Weight Driven Generator Calculations

[OhioRay]

Hello! I am in the beginning stages of designing a system that would drive a generator using gravity - similar to an old grandfather clock. I have a couple of questions about my assumptions/design that I am stuck on:

- I found a motor which is rated 6v-12v DC, 188 RPM @ 12V with no load, and a max no-load current of 0.53mA. Does this mean that if I were to drive the motor at 188 RPM, I would see 12V of output, with a max current draw of 0.53 mA?

- For my gear system right now I am calculating that in order to drive @ 188 RPM I will need to have a four gear system, with the 2nd and 3rd gears on the same shaft in order to step the gear ratio twice. Basically I am looking at this: Weight drives Gear 1 (100 Teeth), Gear 1 drives Gear 2 (16 teeth), Gear 2 is on the same shaft as Gear 3 (100 teeth) so they have the same rotational speed. Gear 3 drives Gear 4 (16 teeth) which is connected to the motor shaft to be driven at 188 RPM. In order to achieve the proper output and the drop rate that I want, I calculated the first gear needs to rotate at 0.5 RPM, which gives me a drop rate of 1.2 inches/min - or 6 feet over the course of an hour. What I am unsure of is how to calculate the weight that I need to get this rate! How would I go about calculating the friction/other forces in the system which will create an equilibrium with a certain weight at this drop rate?

Any help on either of these 2 items is much appreciated!

Thanks.

 

[Baluncore]

Welcome to PF.
You can expect an efficiency of about 50% in the motor and 50% in the generator. So the generator voltage will be the same as the motor but the current generated will be about one quarter of the motor current.

Consider that you are converting potential energy E = mass * gravity * height, into electrical energy, E = volts * amps * time.
Therefore; volts * amps * time = mass * gravity * height
Hence; required mass = (volts * amps * time) / (gravity * height)

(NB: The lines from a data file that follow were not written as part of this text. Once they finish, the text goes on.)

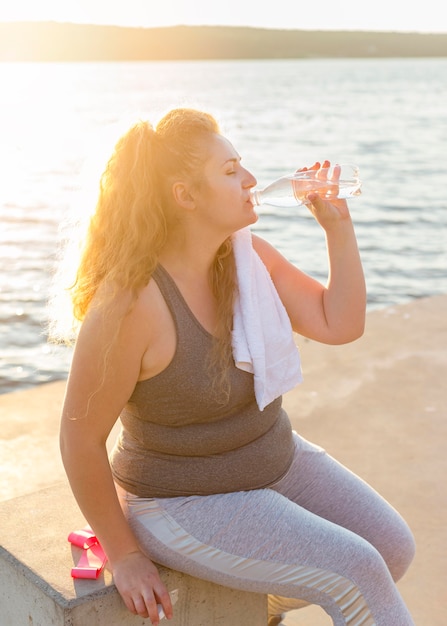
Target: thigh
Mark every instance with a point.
(264, 542)
(326, 488)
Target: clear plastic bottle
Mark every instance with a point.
(336, 181)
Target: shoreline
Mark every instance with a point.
(378, 405)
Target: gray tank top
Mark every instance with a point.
(177, 439)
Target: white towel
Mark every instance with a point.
(262, 338)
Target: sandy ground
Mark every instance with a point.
(379, 405)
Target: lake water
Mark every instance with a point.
(58, 123)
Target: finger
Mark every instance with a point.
(336, 171)
(165, 601)
(323, 171)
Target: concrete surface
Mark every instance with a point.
(36, 587)
(379, 405)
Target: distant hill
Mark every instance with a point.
(53, 41)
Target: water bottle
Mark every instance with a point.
(336, 181)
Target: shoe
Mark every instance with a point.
(275, 620)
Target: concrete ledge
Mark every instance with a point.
(36, 588)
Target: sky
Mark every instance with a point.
(378, 15)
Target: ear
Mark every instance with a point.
(183, 195)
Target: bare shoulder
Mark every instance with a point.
(269, 254)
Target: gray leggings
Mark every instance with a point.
(320, 535)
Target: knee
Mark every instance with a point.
(402, 552)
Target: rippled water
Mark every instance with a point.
(58, 121)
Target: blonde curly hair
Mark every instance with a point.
(133, 217)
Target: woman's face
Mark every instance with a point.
(223, 195)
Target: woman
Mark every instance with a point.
(203, 478)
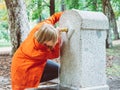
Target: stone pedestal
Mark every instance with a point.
(83, 57)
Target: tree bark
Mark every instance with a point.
(108, 11)
(18, 22)
(52, 7)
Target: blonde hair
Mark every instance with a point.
(46, 33)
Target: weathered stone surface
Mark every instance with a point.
(83, 58)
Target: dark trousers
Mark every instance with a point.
(51, 71)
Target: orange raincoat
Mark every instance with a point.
(30, 59)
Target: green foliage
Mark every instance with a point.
(4, 35)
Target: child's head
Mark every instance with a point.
(47, 35)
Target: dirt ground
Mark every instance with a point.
(113, 72)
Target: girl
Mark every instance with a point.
(30, 59)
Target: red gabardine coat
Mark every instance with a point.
(29, 60)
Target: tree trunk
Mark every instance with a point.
(62, 5)
(52, 7)
(18, 22)
(107, 9)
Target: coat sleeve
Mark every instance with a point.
(54, 18)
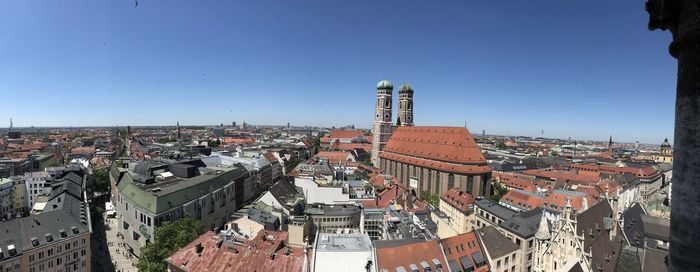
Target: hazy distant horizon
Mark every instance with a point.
(509, 68)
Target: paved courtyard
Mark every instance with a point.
(122, 260)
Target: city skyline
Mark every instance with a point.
(313, 63)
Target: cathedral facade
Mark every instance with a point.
(383, 127)
(425, 158)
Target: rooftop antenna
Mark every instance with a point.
(179, 143)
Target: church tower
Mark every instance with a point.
(405, 117)
(382, 129)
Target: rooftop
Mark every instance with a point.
(495, 243)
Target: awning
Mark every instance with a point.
(454, 266)
(466, 262)
(478, 258)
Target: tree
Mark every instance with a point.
(169, 237)
(101, 185)
(500, 191)
(433, 199)
(501, 145)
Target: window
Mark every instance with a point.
(450, 181)
(470, 184)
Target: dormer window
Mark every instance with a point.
(35, 242)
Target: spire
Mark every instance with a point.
(178, 130)
(542, 233)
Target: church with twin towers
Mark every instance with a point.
(425, 158)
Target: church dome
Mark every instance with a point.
(666, 143)
(405, 88)
(385, 85)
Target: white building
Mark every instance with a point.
(343, 252)
(6, 197)
(36, 185)
(315, 193)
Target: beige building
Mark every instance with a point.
(459, 208)
(19, 200)
(56, 239)
(503, 255)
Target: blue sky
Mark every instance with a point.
(585, 69)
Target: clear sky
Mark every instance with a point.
(585, 69)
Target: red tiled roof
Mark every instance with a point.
(255, 255)
(334, 156)
(350, 146)
(560, 201)
(644, 172)
(441, 166)
(83, 150)
(448, 144)
(241, 141)
(463, 245)
(390, 258)
(562, 176)
(458, 199)
(346, 134)
(513, 182)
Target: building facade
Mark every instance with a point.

Use the MKSA units. One hour is 3600 seconds and 6 feet is 1.8288 metres.
Therefore; mass = (12V * 0.53A * 3600 sec) / ( 9.8 ms^-2 * 1.8288 m)
mass = 1277.5 kg, or about one and a quarter tonnes.
Then apply the 25% efficiency by increasing the mass by four times to 5110 kg or 11,265 pounds.

 

[Danger]

a motor which is rated 6v-12v DC, 188 RPM @ 12V with no load

I'm very confused by the rest of your post, and the reply, after this statement. Doesn't the no-load rpm figure of a motor assume that there is no gear train attached?

 

[OhioRay]

Welcome to PF.
You can expect an efficiency of about 50% in the motor and 50% in the generator. So the generator voltage will be the same as the motor but the current generated will be about one quarter of the motor current.

Consider that you are converting potential energy E = mass * gravity * height, into electrical energy, E = volts * amps * time.
Therefore; volts * amps * time = mass * gravity * height
Hence; required mass = (volts * amps * time) / (gravity * height)

Use the MKSA units. One hour is 3600 seconds and 6 feet is 1.8288 metres.
Therefore; mass = (12V * 0.53A * 3600 sec) / ( 9.8 ms^-2 * 1.8288 m)
mass = 1277.5 kg, or about one and a quarter tonnes.
Then apply the 25% efficiency by increasing the mass by four times to 5110 kg or 11,265 pounds.

That is...substantial. So to power the lamp for ~1 minute would require a 187 lb weight... Or to power the lamp for an hour using a 25 kg weight I would need a 374 m tall ceiling. Sounds like this would work perfectly for the Empire State building! Yea... I don't think that'll work! Thanks for the help!